CAT | counterfeit
7 Comments · Posted by Bob Brill in acquired distinctiveness Section 2(f), assertion of use Section 1(a), business sense, copyrights, counterfeit, design patent, design trademark, family of trademarks, trade secrets, utility patent, word trademark
Trademarks are source identifiers, as in branding. Utility Patents and Trade Secrets protect ideas. Design Patents cover ornamental designs for functional items. Copyrights protect expressions of ideas. A same object can be protected by one or more of these intellectual property “buckets.”

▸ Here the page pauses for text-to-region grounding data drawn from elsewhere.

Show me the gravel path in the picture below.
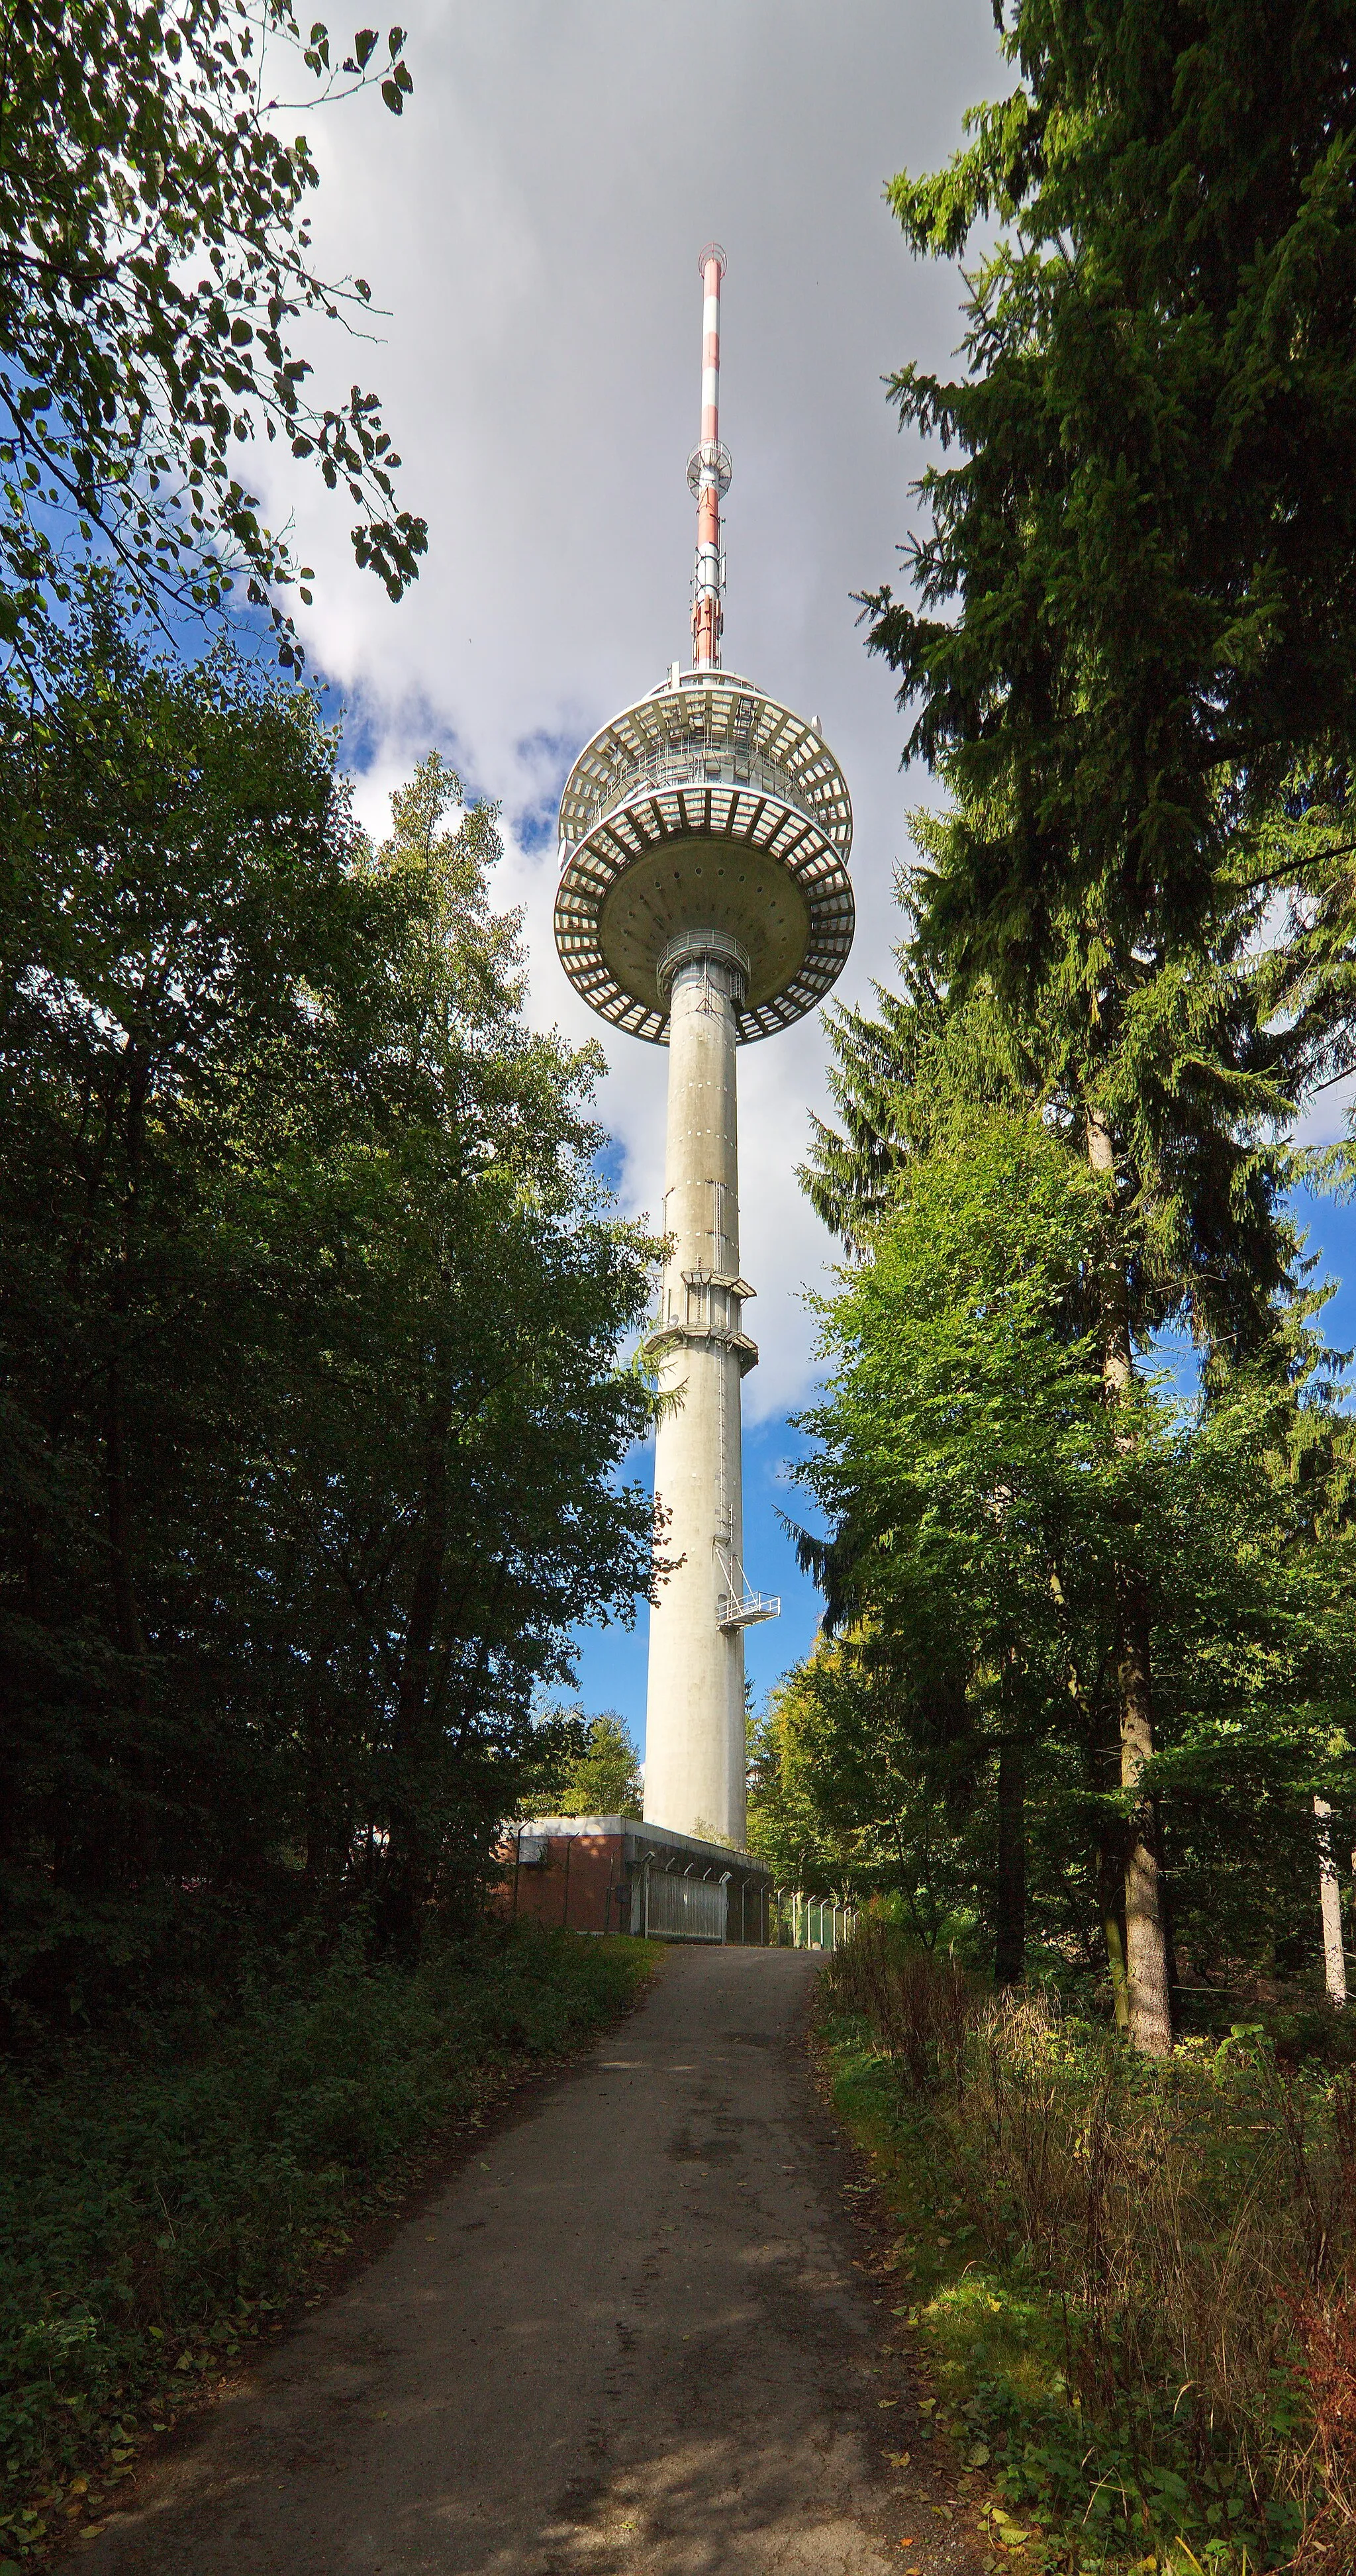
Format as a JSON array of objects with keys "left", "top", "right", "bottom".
[{"left": 83, "top": 1945, "right": 977, "bottom": 2575}]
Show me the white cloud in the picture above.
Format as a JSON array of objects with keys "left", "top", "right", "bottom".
[
  {"left": 1296, "top": 1075, "right": 1356, "bottom": 1153},
  {"left": 253, "top": 0, "right": 1008, "bottom": 1408}
]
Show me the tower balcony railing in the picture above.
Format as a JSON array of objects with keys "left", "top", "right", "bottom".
[
  {"left": 714, "top": 1544, "right": 781, "bottom": 1633},
  {"left": 563, "top": 742, "right": 828, "bottom": 852}
]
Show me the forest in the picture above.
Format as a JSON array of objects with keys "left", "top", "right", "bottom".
[
  {"left": 0, "top": 2, "right": 663, "bottom": 2028},
  {"left": 0, "top": 617, "right": 662, "bottom": 2016},
  {"left": 746, "top": 0, "right": 1356, "bottom": 2059},
  {"left": 0, "top": 7, "right": 667, "bottom": 2539}
]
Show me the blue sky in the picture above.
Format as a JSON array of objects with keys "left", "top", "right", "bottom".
[{"left": 1286, "top": 1182, "right": 1356, "bottom": 1363}]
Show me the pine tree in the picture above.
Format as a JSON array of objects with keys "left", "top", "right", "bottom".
[{"left": 857, "top": 3, "right": 1356, "bottom": 2031}]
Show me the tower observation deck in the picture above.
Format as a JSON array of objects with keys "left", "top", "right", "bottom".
[{"left": 554, "top": 246, "right": 854, "bottom": 1850}]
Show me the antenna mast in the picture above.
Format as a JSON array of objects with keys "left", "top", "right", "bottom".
[{"left": 688, "top": 243, "right": 731, "bottom": 671}]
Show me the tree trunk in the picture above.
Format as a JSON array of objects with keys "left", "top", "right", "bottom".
[
  {"left": 1098, "top": 1826, "right": 1131, "bottom": 2034},
  {"left": 104, "top": 1357, "right": 146, "bottom": 1671},
  {"left": 1315, "top": 1796, "right": 1347, "bottom": 2005},
  {"left": 994, "top": 1734, "right": 1026, "bottom": 1986},
  {"left": 301, "top": 1660, "right": 350, "bottom": 1912},
  {"left": 379, "top": 1376, "right": 453, "bottom": 1956},
  {"left": 1115, "top": 1567, "right": 1173, "bottom": 2050},
  {"left": 1087, "top": 1103, "right": 1173, "bottom": 2054},
  {"left": 103, "top": 1046, "right": 156, "bottom": 1876}
]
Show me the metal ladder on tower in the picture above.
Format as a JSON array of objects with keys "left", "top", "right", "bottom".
[{"left": 713, "top": 1340, "right": 779, "bottom": 1630}]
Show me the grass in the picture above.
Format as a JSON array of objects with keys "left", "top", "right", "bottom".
[
  {"left": 818, "top": 1920, "right": 1356, "bottom": 2576},
  {"left": 0, "top": 1923, "right": 659, "bottom": 2565}
]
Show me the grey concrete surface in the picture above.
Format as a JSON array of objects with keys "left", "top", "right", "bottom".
[
  {"left": 640, "top": 946, "right": 750, "bottom": 1850},
  {"left": 83, "top": 1948, "right": 974, "bottom": 2576}
]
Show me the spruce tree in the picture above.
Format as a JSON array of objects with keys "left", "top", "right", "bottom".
[{"left": 851, "top": 1, "right": 1356, "bottom": 2035}]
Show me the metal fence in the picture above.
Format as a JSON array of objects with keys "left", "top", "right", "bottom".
[
  {"left": 775, "top": 1892, "right": 854, "bottom": 1952},
  {"left": 640, "top": 1874, "right": 853, "bottom": 1948}
]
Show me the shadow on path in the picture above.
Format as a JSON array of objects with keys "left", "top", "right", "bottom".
[{"left": 83, "top": 1947, "right": 979, "bottom": 2575}]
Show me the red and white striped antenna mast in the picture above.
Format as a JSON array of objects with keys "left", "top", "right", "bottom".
[{"left": 688, "top": 242, "right": 731, "bottom": 671}]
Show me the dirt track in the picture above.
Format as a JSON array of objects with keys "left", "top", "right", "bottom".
[{"left": 83, "top": 1946, "right": 975, "bottom": 2575}]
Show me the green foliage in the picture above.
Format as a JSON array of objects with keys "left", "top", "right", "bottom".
[
  {"left": 822, "top": 1928, "right": 1356, "bottom": 2571},
  {"left": 867, "top": 0, "right": 1356, "bottom": 969},
  {"left": 808, "top": 809, "right": 1302, "bottom": 1381},
  {"left": 751, "top": 1646, "right": 997, "bottom": 1955},
  {"left": 853, "top": 25, "right": 1355, "bottom": 2021},
  {"left": 787, "top": 1082, "right": 1356, "bottom": 1989},
  {"left": 547, "top": 1712, "right": 644, "bottom": 1820},
  {"left": 801, "top": 948, "right": 1035, "bottom": 1253},
  {"left": 746, "top": 1656, "right": 865, "bottom": 1894},
  {"left": 0, "top": 0, "right": 425, "bottom": 671},
  {"left": 0, "top": 1927, "right": 659, "bottom": 2547},
  {"left": 0, "top": 609, "right": 659, "bottom": 2012},
  {"left": 794, "top": 1107, "right": 1121, "bottom": 1967},
  {"left": 794, "top": 621, "right": 1356, "bottom": 2001},
  {"left": 799, "top": 1107, "right": 1120, "bottom": 1648}
]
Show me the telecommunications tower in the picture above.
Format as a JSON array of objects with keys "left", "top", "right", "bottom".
[{"left": 554, "top": 247, "right": 854, "bottom": 1848}]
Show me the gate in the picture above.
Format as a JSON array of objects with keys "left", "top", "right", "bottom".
[{"left": 644, "top": 1867, "right": 728, "bottom": 1942}]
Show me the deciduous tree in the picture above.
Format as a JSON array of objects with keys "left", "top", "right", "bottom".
[
  {"left": 0, "top": 0, "right": 425, "bottom": 674},
  {"left": 0, "top": 617, "right": 657, "bottom": 2011}
]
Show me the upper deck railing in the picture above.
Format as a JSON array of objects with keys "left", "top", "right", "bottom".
[
  {"left": 563, "top": 742, "right": 821, "bottom": 854},
  {"left": 557, "top": 674, "right": 853, "bottom": 866}
]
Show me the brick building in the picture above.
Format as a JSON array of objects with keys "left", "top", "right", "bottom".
[{"left": 499, "top": 1816, "right": 776, "bottom": 1944}]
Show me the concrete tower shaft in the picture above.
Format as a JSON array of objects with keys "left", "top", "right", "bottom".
[{"left": 642, "top": 943, "right": 755, "bottom": 1841}]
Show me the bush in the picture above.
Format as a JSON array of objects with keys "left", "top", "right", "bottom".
[
  {"left": 822, "top": 1919, "right": 1356, "bottom": 2571},
  {"left": 827, "top": 1913, "right": 985, "bottom": 2091}
]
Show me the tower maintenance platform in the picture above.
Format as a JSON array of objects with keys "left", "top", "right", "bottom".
[{"left": 554, "top": 246, "right": 854, "bottom": 1849}]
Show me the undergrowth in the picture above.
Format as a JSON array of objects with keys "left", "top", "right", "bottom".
[
  {"left": 820, "top": 1918, "right": 1356, "bottom": 2576},
  {"left": 0, "top": 1924, "right": 658, "bottom": 2565}
]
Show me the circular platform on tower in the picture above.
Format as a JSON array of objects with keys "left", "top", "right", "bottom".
[{"left": 554, "top": 669, "right": 854, "bottom": 1044}]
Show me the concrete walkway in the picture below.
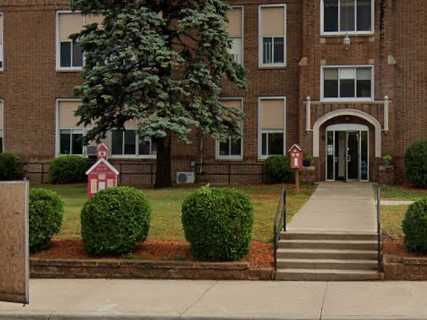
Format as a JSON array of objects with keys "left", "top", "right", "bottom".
[
  {"left": 1, "top": 280, "right": 427, "bottom": 320},
  {"left": 288, "top": 182, "right": 377, "bottom": 233}
]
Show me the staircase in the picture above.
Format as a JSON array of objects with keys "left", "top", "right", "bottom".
[{"left": 275, "top": 231, "right": 382, "bottom": 281}]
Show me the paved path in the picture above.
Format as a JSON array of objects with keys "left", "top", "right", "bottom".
[
  {"left": 1, "top": 280, "right": 427, "bottom": 320},
  {"left": 288, "top": 182, "right": 377, "bottom": 233},
  {"left": 381, "top": 200, "right": 414, "bottom": 206}
]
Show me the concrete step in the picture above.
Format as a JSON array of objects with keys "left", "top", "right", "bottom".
[
  {"left": 276, "top": 268, "right": 381, "bottom": 281},
  {"left": 277, "top": 258, "right": 378, "bottom": 270},
  {"left": 277, "top": 248, "right": 378, "bottom": 260},
  {"left": 281, "top": 231, "right": 377, "bottom": 241},
  {"left": 279, "top": 239, "right": 378, "bottom": 250}
]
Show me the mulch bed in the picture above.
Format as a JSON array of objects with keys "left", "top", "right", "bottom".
[
  {"left": 383, "top": 238, "right": 427, "bottom": 258},
  {"left": 32, "top": 239, "right": 273, "bottom": 269}
]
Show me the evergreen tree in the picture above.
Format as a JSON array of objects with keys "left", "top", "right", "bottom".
[{"left": 71, "top": 0, "right": 246, "bottom": 188}]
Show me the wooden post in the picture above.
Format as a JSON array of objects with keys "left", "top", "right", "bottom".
[{"left": 295, "top": 169, "right": 300, "bottom": 193}]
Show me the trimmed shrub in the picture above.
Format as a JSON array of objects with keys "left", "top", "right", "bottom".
[
  {"left": 81, "top": 187, "right": 151, "bottom": 255},
  {"left": 402, "top": 199, "right": 427, "bottom": 252},
  {"left": 405, "top": 141, "right": 427, "bottom": 188},
  {"left": 182, "top": 186, "right": 254, "bottom": 261},
  {"left": 264, "top": 155, "right": 294, "bottom": 183},
  {"left": 0, "top": 152, "right": 22, "bottom": 181},
  {"left": 49, "top": 156, "right": 90, "bottom": 184},
  {"left": 29, "top": 188, "right": 64, "bottom": 252}
]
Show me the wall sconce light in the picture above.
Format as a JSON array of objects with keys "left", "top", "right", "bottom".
[{"left": 344, "top": 33, "right": 351, "bottom": 50}]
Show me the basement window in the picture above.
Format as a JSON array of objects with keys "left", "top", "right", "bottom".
[{"left": 322, "top": 0, "right": 374, "bottom": 35}]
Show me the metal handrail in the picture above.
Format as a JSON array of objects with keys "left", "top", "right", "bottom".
[
  {"left": 273, "top": 185, "right": 287, "bottom": 270},
  {"left": 376, "top": 184, "right": 383, "bottom": 272}
]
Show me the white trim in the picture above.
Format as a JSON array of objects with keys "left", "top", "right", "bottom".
[
  {"left": 230, "top": 5, "right": 245, "bottom": 66},
  {"left": 215, "top": 97, "right": 244, "bottom": 161},
  {"left": 313, "top": 108, "right": 382, "bottom": 158},
  {"left": 86, "top": 158, "right": 120, "bottom": 175},
  {"left": 0, "top": 12, "right": 4, "bottom": 72},
  {"left": 258, "top": 4, "right": 287, "bottom": 69},
  {"left": 326, "top": 123, "right": 369, "bottom": 131},
  {"left": 320, "top": 65, "right": 375, "bottom": 102},
  {"left": 257, "top": 96, "right": 287, "bottom": 160},
  {"left": 56, "top": 10, "right": 84, "bottom": 72},
  {"left": 320, "top": 0, "right": 375, "bottom": 36}
]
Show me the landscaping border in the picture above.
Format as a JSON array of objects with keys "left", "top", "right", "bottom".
[
  {"left": 384, "top": 254, "right": 427, "bottom": 280},
  {"left": 30, "top": 258, "right": 273, "bottom": 280}
]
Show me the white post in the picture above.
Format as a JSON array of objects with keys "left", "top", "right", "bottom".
[
  {"left": 306, "top": 96, "right": 311, "bottom": 132},
  {"left": 384, "top": 96, "right": 390, "bottom": 132}
]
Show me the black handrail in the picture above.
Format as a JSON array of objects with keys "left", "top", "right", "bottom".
[
  {"left": 273, "top": 185, "right": 287, "bottom": 270},
  {"left": 376, "top": 184, "right": 383, "bottom": 272}
]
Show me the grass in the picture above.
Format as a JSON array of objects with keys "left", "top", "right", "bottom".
[
  {"left": 381, "top": 205, "right": 408, "bottom": 239},
  {"left": 42, "top": 183, "right": 316, "bottom": 243},
  {"left": 381, "top": 185, "right": 427, "bottom": 201}
]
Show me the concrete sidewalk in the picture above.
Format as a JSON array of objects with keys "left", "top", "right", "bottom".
[
  {"left": 288, "top": 182, "right": 377, "bottom": 232},
  {"left": 1, "top": 280, "right": 427, "bottom": 320}
]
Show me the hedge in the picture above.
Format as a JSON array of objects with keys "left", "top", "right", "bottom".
[{"left": 49, "top": 156, "right": 90, "bottom": 184}]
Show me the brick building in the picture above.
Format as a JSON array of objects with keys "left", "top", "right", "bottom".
[{"left": 0, "top": 0, "right": 425, "bottom": 185}]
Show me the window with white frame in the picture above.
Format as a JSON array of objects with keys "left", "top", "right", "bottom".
[
  {"left": 322, "top": 0, "right": 373, "bottom": 34},
  {"left": 57, "top": 12, "right": 102, "bottom": 70},
  {"left": 258, "top": 98, "right": 286, "bottom": 159},
  {"left": 111, "top": 129, "right": 156, "bottom": 157},
  {"left": 216, "top": 99, "right": 244, "bottom": 160},
  {"left": 322, "top": 66, "right": 373, "bottom": 100},
  {"left": 57, "top": 100, "right": 86, "bottom": 155},
  {"left": 0, "top": 13, "right": 4, "bottom": 70},
  {"left": 0, "top": 101, "right": 3, "bottom": 153},
  {"left": 259, "top": 5, "right": 286, "bottom": 67},
  {"left": 226, "top": 7, "right": 244, "bottom": 64}
]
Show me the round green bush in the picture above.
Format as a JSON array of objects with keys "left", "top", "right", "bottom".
[
  {"left": 264, "top": 155, "right": 294, "bottom": 183},
  {"left": 29, "top": 188, "right": 64, "bottom": 253},
  {"left": 405, "top": 141, "right": 427, "bottom": 188},
  {"left": 182, "top": 186, "right": 254, "bottom": 261},
  {"left": 402, "top": 199, "right": 427, "bottom": 252},
  {"left": 0, "top": 152, "right": 22, "bottom": 181},
  {"left": 81, "top": 187, "right": 151, "bottom": 255},
  {"left": 49, "top": 156, "right": 90, "bottom": 184}
]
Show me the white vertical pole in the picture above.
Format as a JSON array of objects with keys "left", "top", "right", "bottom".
[
  {"left": 384, "top": 96, "right": 390, "bottom": 132},
  {"left": 306, "top": 96, "right": 311, "bottom": 132}
]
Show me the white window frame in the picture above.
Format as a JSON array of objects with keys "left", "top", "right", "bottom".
[
  {"left": 110, "top": 129, "right": 156, "bottom": 160},
  {"left": 55, "top": 98, "right": 88, "bottom": 156},
  {"left": 56, "top": 10, "right": 86, "bottom": 72},
  {"left": 215, "top": 97, "right": 244, "bottom": 161},
  {"left": 257, "top": 96, "right": 287, "bottom": 160},
  {"left": 0, "top": 99, "right": 4, "bottom": 152},
  {"left": 321, "top": 65, "right": 375, "bottom": 102},
  {"left": 0, "top": 12, "right": 4, "bottom": 72},
  {"left": 320, "top": 0, "right": 375, "bottom": 36},
  {"left": 229, "top": 6, "right": 245, "bottom": 66},
  {"left": 55, "top": 98, "right": 157, "bottom": 159},
  {"left": 258, "top": 4, "right": 287, "bottom": 69}
]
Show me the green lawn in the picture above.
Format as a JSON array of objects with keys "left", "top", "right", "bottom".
[
  {"left": 42, "top": 183, "right": 316, "bottom": 243},
  {"left": 381, "top": 185, "right": 427, "bottom": 239}
]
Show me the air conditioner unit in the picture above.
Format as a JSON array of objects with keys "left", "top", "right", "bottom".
[{"left": 176, "top": 172, "right": 195, "bottom": 184}]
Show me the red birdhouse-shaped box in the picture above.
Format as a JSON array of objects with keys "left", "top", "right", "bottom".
[
  {"left": 288, "top": 144, "right": 304, "bottom": 170},
  {"left": 86, "top": 144, "right": 119, "bottom": 198}
]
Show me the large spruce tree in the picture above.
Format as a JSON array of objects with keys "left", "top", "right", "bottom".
[{"left": 71, "top": 0, "right": 246, "bottom": 188}]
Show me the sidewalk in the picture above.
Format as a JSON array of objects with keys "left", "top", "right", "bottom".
[{"left": 1, "top": 280, "right": 427, "bottom": 320}]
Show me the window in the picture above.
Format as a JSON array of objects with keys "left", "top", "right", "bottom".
[
  {"left": 216, "top": 99, "right": 244, "bottom": 160},
  {"left": 0, "top": 13, "right": 3, "bottom": 70},
  {"left": 0, "top": 101, "right": 3, "bottom": 153},
  {"left": 322, "top": 0, "right": 373, "bottom": 34},
  {"left": 259, "top": 5, "right": 286, "bottom": 67},
  {"left": 111, "top": 130, "right": 156, "bottom": 158},
  {"left": 226, "top": 7, "right": 244, "bottom": 64},
  {"left": 258, "top": 98, "right": 286, "bottom": 159},
  {"left": 57, "top": 12, "right": 102, "bottom": 71},
  {"left": 322, "top": 66, "right": 373, "bottom": 100},
  {"left": 57, "top": 100, "right": 87, "bottom": 155}
]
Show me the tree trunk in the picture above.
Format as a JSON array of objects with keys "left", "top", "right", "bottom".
[{"left": 154, "top": 135, "right": 172, "bottom": 188}]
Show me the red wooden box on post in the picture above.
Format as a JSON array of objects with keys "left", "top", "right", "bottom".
[
  {"left": 86, "top": 144, "right": 119, "bottom": 198},
  {"left": 288, "top": 144, "right": 304, "bottom": 192}
]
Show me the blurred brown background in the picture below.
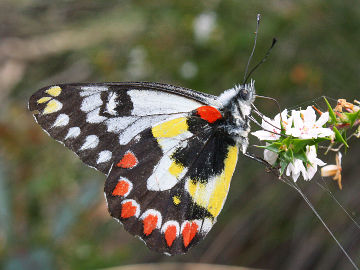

So long as use continues and the remaining requirements are met, trademarks have no expiration date, unlike patents and copyrights. Wouldn’t it be great to take an aesthetically-pleasing design implementation among a variety of available structures, and run it under trademark protection?
Among the staples of working knowledge is Apple has products marketed under a family of iPod® trademarks. The innards of a sample one of these trademarks are that it is a Word Mark “IPOD” on the goods: “Portable and handheld digital electronic devices for recording, organizing, transmitting, manipulating, and reviewing text, data, and audio files; computer software for use in organizing, transmitting, manipulating, and reviewing text, data, and audio files on portable and handheld digital electronic devices.” The current basis of the mark is an assertion of use under Section 1(a) (15 U.S.C. §1051(a)). Sure, the meteoric sales are great, though the mechanics of registering the mark were unsurprising, leading to successful Trademark Registration Number 3089360 on May 9, 2006.
Black Raspberry Chip
How about that shape? Wanna knockoff, bought from the product display counter of a peddler’s inner coat lining? Hey, Apple contributed tasteful selection to the design. Patents are also part of the protection strategy, though the additional snap deterrence against aesthetic theft would be beneficial. Check out this trademark:
Apple originally filed the trademark application on July 10, 2006 as an assertion of use under Section 1(a) (15 U.S.C. §1051(a)) and then switched the basis to acquired distinctiveness under Section 2(f) (15 U.S.C. §1052(f)) upon review of remarks from the Trademark Examining Attorney.
Apple’s original application described the trademark as follows: “The mark consists of the design of a portable and handheld digital electronic media device. The matter shown in broken lines, indicating the location of device connectors, is not part of the mark.” In addition, Apple’s original application described the goods as follows: “Portable and handheld digital electronic devices for recording, organizing, transmitting, manipulating, and reviewing text, data, image, and audio files.”
Digesting the Trademark Examining Attorney’s feedback, Apple amended the description of the mark to further detail the device as “comprised of a rectangular casing displaying circular and rectangular shapes therein arranged in an aesthetically pleasing manner.” Keeping its silo intact for pursuit of trademark protection, Apple strove to distance its intended design mark from the notion of functionality, in contrast to patenting:
Although Applicant disagrees with the Examining Attorney’s conclusion that Applicant’s rectangular video screen design is functional, Applicant nevertheless enters the following disclaimer:
“No claim is made to the exclusive right to use ‘a rectangular shape for a video screen’ apart from the mark as shown.”
Since the Trademark Examining Attorney had found no conflicting marks, Apple seized the opportunity to advance its cause by loading in evidence of acquired distinctiveness of the design mark. For example, the submitted Declarations of customers included statements such as:
For me, Apple’s distinctive clean and modern design distinguishes Apple’s goods from its competitors.
I am not aware of any competitors of Apple in the digital device market that use similarly arranged design elements in uncluttered arrangements similar to those of Apple’s iPod products.
In short order upon review of Apple’s responsive filing, the Trademark Examining Attorney approved Apple’s design mark for Publication on the Principal Register, following the usual Publication for Opposition, leading to successful Trademark Registration Number 3365816 on January 8, 2008.